Likewise, World War II saw the America's war machinery pump out billions of pounds of canned ass whipping, with civilians urged to "Save IT For the War!", "IT" being interpersonal disputes which could put a strain on the general rowdiness needed for front line troops in Europe and the Pacific. Ration coupons allowed for only two ass-whippings per month per household, although more were allowed for Marines, bartenders, coal miners, and typists. Even Hollywood was drafted to promote the war effort, as numerous films were made to boost morale, such as Open THIS, Tojo! starring Myrna Loy and George Raft and Here Adolph, Open THIS! with Gig Young and Jane Wyman.

With the coming of the Atomic Age and the building of the Iron Curtain across Europe, vast amounts of canned ass-whippings were stockpiled as part of America's Cold War civil defense network throughout the 1950s and '60s. With the new conflict in Viet Nam heating up, along with NASA's race to the moon, lighter weight materials and easier to use packaging made their way into America's homes, with mixed results. The Dehydrated ASStronaut Whip was briefly marketed by General Mills, with the notation that it was "The Same Product Used by the Mercury and Apollo Astronauts!" and "As Seen on TV!" The public, however, did not seem ready to abandon the tried and true canned product. "Tearing open a pouch of ass whipping" apparently just did not have the proper ring to it, even if it was orange flavored.

Seeing that the public liked the can, further refinements have been made, such as the pop-top can and the microwaveable container. With the explosive growth of televised wrestling, canned ass whippings reached "X-treme" levels in the 1990's, with World Wrestling Federation star "Stone Cold" Steve Austin warming the hearts of America with his oft-repeated threats to open up a can.
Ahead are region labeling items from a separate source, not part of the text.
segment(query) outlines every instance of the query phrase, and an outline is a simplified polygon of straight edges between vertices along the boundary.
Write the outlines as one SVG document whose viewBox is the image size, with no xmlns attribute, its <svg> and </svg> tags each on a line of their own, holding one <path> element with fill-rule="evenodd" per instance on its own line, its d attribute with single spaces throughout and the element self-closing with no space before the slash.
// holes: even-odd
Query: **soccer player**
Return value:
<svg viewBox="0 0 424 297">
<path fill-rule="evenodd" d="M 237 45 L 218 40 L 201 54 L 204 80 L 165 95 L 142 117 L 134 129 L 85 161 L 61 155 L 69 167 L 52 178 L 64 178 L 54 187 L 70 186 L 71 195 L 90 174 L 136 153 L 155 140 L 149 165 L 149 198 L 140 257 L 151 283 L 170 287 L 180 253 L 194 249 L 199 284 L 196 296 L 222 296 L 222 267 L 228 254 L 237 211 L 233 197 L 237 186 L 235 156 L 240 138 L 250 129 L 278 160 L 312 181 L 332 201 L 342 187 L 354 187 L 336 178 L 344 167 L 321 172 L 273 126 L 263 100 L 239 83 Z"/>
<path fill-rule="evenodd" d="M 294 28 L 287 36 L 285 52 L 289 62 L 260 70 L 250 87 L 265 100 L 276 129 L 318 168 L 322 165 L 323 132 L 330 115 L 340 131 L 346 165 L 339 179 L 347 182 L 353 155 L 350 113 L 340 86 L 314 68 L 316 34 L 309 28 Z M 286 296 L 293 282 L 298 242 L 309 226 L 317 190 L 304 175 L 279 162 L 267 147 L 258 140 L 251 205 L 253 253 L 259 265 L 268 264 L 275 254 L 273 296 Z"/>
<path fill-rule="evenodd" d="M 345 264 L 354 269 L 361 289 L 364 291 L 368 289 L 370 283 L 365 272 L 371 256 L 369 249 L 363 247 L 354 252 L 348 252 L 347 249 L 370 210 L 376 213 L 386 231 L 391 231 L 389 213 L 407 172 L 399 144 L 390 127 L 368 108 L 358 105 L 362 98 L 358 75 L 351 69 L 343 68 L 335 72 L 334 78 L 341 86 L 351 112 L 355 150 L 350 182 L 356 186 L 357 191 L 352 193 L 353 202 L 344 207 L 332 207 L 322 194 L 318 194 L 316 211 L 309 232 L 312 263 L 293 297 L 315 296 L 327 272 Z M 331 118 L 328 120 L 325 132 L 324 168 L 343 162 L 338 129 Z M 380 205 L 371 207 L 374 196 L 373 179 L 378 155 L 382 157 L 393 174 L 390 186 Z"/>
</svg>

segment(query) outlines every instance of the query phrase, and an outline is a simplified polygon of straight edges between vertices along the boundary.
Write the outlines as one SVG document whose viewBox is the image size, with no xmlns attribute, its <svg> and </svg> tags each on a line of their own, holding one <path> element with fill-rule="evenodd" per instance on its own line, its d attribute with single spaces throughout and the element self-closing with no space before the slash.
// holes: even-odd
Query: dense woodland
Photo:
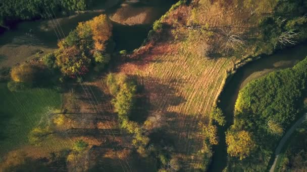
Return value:
<svg viewBox="0 0 307 172">
<path fill-rule="evenodd" d="M 304 171 L 307 170 L 306 158 L 307 147 L 306 135 L 307 123 L 303 123 L 297 128 L 290 143 L 285 148 L 277 166 L 279 171 Z"/>
<path fill-rule="evenodd" d="M 230 170 L 265 170 L 276 143 L 302 114 L 307 59 L 293 68 L 273 72 L 240 91 L 234 124 L 227 131 Z"/>
<path fill-rule="evenodd" d="M 64 14 L 86 10 L 87 0 L 4 0 L 0 2 L 0 26 L 9 27 L 16 22 L 47 18 L 47 14 Z"/>
</svg>

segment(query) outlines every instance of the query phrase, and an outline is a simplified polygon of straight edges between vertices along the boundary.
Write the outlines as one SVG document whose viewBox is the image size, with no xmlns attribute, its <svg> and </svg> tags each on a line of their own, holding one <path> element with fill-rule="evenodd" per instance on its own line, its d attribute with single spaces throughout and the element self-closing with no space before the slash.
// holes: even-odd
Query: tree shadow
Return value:
<svg viewBox="0 0 307 172">
<path fill-rule="evenodd" d="M 179 79 L 171 79 L 165 81 L 156 80 L 154 78 L 146 78 L 146 89 L 149 94 L 150 101 L 155 102 L 162 108 L 165 109 L 169 106 L 176 106 L 185 102 L 186 100 L 179 95 L 179 91 L 172 83 L 183 83 L 184 81 Z M 164 83 L 168 82 L 167 83 Z"/>
<path fill-rule="evenodd" d="M 4 54 L 0 54 L 0 62 L 6 60 L 8 59 L 8 57 Z"/>
<path fill-rule="evenodd" d="M 0 111 L 0 140 L 4 141 L 6 139 L 9 138 L 9 136 L 6 135 L 4 131 L 5 130 L 5 125 L 12 118 L 12 116 Z"/>
</svg>

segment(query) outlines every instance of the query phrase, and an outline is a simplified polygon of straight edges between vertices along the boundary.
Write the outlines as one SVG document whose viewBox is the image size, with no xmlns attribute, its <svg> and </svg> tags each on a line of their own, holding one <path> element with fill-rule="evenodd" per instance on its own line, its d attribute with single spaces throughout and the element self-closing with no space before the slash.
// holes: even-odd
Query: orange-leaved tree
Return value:
<svg viewBox="0 0 307 172">
<path fill-rule="evenodd" d="M 248 156 L 254 150 L 255 144 L 250 133 L 246 131 L 226 133 L 227 153 L 232 156 L 237 156 L 243 159 Z"/>
<path fill-rule="evenodd" d="M 14 67 L 11 76 L 15 82 L 31 82 L 34 79 L 36 70 L 30 64 L 23 64 Z"/>
<path fill-rule="evenodd" d="M 104 51 L 106 42 L 112 36 L 112 25 L 106 15 L 101 15 L 86 22 L 91 28 L 95 49 Z"/>
</svg>

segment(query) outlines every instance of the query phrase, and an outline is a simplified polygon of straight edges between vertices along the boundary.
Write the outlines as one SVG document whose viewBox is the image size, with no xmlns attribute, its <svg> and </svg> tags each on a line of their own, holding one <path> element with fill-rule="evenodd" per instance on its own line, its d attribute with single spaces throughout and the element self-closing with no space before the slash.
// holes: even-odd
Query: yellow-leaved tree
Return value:
<svg viewBox="0 0 307 172">
<path fill-rule="evenodd" d="M 15 82 L 31 82 L 34 79 L 35 70 L 33 66 L 23 64 L 12 69 L 11 76 Z"/>
<path fill-rule="evenodd" d="M 90 26 L 93 34 L 95 49 L 104 51 L 106 49 L 106 42 L 112 36 L 112 25 L 109 22 L 106 15 L 101 15 L 86 22 Z"/>
<path fill-rule="evenodd" d="M 246 131 L 228 131 L 226 133 L 227 153 L 242 160 L 248 156 L 255 148 L 255 144 L 250 133 Z"/>
</svg>

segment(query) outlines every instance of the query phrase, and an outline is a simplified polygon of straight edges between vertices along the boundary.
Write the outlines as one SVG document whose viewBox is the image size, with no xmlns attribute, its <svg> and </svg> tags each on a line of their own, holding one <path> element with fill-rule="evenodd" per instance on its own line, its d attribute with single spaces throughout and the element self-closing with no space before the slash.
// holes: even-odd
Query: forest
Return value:
<svg viewBox="0 0 307 172">
<path fill-rule="evenodd" d="M 47 18 L 47 8 L 53 13 L 65 14 L 85 10 L 89 6 L 90 1 L 87 0 L 4 0 L 0 2 L 0 27 L 9 28 L 21 20 Z"/>
<path fill-rule="evenodd" d="M 268 170 L 306 110 L 306 15 L 304 0 L 2 1 L 0 171 Z M 276 170 L 303 171 L 305 125 Z"/>
</svg>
As America moves into the 21st Century, The Can is still going strong and a new Internet Generation has embraced it. Now, there are electronic virtual cans, or v-cans, and one company even promotes a TINY WIRELESS X-10 CAN! But even in the face of the technological onslaught, there is still a place in America's homes for a good, old-fashioned can of hot-headed physical punishment.

So then, Mark Byron, there is your answer.